Bioelectrical Impedance Underestimates Total and Truncal Fatness in Abdominally Obese Women


Obesity Unit, m73, Department of Medicine, Karolinska Institute, Karolinska University Hospital, SE-141 86 Stockholm, Sweden. E-mail:


Objective: To compare estimates of total and truncal fatness from eight-electrode bioelectrical impedance analysis equipment (BIA8) with those from DXA in centrally obese women. The secondary aim was to examine BMI and waist circumference (WC) as proxy measures for percentage total body fat (%TBF) and truncal body fat percentage (tr%BF).

Research Methods and Procedures: This was a cross-sectional study of 136 women (age, 48.1 ± 7.7 years; BMI, 30.4 ± 2.9 kg/m2; %TBFDXA, 46.0 ± 3.7%; WC, 104 ± 8 cm). Fatness was measured by DXA and Tanita BC-418 equipment (Tanita Corp., Tokyo, Japan). Agreement among methods was assessed by Bland-Altman plots, and regression analysis was used to evaluate anthropometric measures as proxies for total and abdominal fatness.

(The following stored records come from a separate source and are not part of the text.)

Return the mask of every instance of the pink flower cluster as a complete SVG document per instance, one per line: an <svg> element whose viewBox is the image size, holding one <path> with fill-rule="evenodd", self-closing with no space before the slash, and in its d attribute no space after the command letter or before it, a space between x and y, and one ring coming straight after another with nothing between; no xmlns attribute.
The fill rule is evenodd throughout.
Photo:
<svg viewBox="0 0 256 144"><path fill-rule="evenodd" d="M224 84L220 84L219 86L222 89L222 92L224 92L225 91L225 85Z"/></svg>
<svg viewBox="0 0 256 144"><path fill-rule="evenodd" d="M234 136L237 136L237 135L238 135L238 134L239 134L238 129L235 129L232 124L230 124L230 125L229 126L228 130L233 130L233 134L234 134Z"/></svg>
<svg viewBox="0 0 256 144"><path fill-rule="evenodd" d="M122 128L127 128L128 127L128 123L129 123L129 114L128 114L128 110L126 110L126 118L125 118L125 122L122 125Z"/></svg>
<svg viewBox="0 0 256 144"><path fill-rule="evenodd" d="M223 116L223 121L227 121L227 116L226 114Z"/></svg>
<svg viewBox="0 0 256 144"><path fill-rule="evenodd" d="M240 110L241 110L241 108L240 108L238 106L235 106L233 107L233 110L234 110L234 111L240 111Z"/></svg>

Results: The percentage of overweight subjects was 41.9%, whereas 55.9% of the subjects were obese, as defined by BMI, and all subjects had a WC exceeding the World Health Organization cut-off point for abdominal obesity. Compared with DXA, the BIA8 equipment significantly underestimated total %BF (−5.0; −3.6 to −8.5 [mean; 95% confidence interval]), fat mass (−3.6; −3.9 to −3.2), and tr%BF (−8.5; −9.1 to −7.9). The discrepancies between the methods increased with increasing adiposity for both %TBF and tr%BF (both p < 0.001). Variation in BMI explained 28% of the variation in %TBFDXA and 51% of %TBFBIA8. Using WC as a proxy for truncal adiposity, it explained only 18% of tr%BFDXA variance and 27% of tr%BFBIA8 variance. The corresponding figures for truncal fat mass were 49% and 35%, respectively. No significant age effects were observed in any of the regressions.

Discussion: BIA8 underestimated both total and truncal fatness, compared with DXA, with higher dispersion for tr%BF than %TBF. The discrepancies increased with degree of adiposity, suggesting that the accuracy of BIA is negatively affected by obesity.